We had a bit of a slow start to the placement as we were sent to a gastro ward to wait for a hepatologist. There were 5th year students also on the ward, so whilst the Consultant had rung the ward and told them to find us some patients, the juniors on the ward told us to go to the staff room and gave our patients to the 5th years. 5th years don’t normally see patients in the same way we do, so everyone was a little confused. After nearly 2 hours of waiting, the consultant finally caught up with us and we were allocated a patient each. My patient was having a bed bath so I went and read his notes while I waited. This was just as well, because when I finally got to talk to him I couldn’t understand a word he said. He mumbled quietly and had such a thick accent I was at a bit of a loss. The few words I could catch didn’t make any sense to me either – something about going on a trip and it being all my fault he was here.

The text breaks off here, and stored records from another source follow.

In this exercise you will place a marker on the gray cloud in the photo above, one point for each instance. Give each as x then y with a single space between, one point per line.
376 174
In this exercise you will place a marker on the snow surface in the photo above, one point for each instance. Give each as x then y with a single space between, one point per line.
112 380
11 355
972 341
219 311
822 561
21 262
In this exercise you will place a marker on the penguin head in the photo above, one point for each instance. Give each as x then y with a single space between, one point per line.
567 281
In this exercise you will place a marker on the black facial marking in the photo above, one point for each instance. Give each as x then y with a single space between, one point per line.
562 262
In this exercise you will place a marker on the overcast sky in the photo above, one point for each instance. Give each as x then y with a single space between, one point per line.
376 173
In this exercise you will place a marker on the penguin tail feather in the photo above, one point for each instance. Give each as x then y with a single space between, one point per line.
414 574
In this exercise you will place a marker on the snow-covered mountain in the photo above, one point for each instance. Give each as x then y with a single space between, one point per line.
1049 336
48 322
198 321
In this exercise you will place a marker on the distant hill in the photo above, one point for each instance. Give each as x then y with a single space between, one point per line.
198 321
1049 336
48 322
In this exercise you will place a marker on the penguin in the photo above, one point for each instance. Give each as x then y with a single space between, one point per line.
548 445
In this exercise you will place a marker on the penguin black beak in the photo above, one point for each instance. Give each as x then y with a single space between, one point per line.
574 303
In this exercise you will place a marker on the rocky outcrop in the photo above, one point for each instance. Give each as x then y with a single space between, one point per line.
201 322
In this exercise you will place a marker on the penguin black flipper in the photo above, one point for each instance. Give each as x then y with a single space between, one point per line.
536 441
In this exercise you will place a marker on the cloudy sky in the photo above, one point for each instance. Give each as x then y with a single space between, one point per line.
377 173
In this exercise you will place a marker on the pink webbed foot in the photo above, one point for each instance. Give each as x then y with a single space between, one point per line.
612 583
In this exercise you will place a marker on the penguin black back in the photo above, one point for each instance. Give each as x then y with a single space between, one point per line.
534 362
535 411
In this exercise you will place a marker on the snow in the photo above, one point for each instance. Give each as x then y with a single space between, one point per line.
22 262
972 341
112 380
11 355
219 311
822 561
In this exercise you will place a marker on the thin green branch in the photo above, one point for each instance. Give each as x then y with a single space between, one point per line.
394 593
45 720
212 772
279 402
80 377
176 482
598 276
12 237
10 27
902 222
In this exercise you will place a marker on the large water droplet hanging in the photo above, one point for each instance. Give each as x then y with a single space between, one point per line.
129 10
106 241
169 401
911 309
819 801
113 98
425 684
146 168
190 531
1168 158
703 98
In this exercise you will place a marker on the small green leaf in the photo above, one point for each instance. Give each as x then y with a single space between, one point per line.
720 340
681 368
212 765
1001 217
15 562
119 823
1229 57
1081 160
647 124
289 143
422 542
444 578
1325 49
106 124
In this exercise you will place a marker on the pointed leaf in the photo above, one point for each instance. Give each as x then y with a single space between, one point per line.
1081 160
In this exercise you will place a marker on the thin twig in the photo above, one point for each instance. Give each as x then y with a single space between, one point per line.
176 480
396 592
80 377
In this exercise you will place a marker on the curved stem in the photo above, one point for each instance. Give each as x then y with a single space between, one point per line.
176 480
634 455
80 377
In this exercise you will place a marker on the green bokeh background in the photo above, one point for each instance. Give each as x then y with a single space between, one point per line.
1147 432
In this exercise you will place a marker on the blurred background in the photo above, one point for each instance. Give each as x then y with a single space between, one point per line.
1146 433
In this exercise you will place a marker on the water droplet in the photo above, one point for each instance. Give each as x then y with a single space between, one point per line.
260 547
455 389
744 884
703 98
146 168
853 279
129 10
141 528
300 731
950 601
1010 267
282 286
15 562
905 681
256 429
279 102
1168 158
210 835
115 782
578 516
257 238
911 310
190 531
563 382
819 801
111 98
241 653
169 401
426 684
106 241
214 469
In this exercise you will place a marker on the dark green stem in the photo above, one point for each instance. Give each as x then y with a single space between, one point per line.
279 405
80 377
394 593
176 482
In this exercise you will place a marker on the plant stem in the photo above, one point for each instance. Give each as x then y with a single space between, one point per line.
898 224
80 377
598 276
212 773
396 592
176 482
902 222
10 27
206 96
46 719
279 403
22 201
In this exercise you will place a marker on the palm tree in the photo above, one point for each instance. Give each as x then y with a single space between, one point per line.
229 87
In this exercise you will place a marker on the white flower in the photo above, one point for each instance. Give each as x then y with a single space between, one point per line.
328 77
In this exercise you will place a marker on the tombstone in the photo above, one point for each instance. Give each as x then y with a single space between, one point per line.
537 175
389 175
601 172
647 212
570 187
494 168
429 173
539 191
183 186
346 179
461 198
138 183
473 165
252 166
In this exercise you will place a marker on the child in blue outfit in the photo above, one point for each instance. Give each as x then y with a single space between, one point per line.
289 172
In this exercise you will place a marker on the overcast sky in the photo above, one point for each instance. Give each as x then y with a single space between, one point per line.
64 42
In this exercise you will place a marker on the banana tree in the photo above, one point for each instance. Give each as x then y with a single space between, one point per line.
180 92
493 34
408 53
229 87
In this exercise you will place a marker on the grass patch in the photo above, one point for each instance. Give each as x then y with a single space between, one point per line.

I noticed that he hadn’t taken his pills that morning and looking around the ward, all the nurses were busy trying to keep a rather sprightly but deranged gentleman in his bed by bribing him with biscuits. He was instead trying to clean the ward with rubber gloves. I decided to forgo clerking for that morning and instead help this gentleman take his tablets. He had a broken arm so he wasn’t co-ordinated enough to take the tablets himself. Over the course of the morning we had quite a good chat as his world was pretty special. There were apparently two leprechauns sat in glass boxes opposite him, and on the end of one of the patients’ beds there was a woman who later turned into a goddess. He had kittens in his bed and their mewing kept distracting him from our task. I stayed with him until it was time to go and feedback to the consultant, by which time a nurse and a doctor had come to give him a nebuliser. It was quite upsetting to see the state he was in, but I was proud of myself for persevering as I previously would not have had the confidence to approach such a psychotic patient as I had no idea how to handle it. It’s not something I had come across before, so I didn’t know what to do or expect.
The rest of the week was spent on MAU and in endoscopy watching oesophageal varices being fixed. It was quite a depressing week in all to be honest! Some of the patients we saw were so young to have drunk themselves to such an irreversible deranged state, it was awful. It’s definitely not a specialty I can see myself in.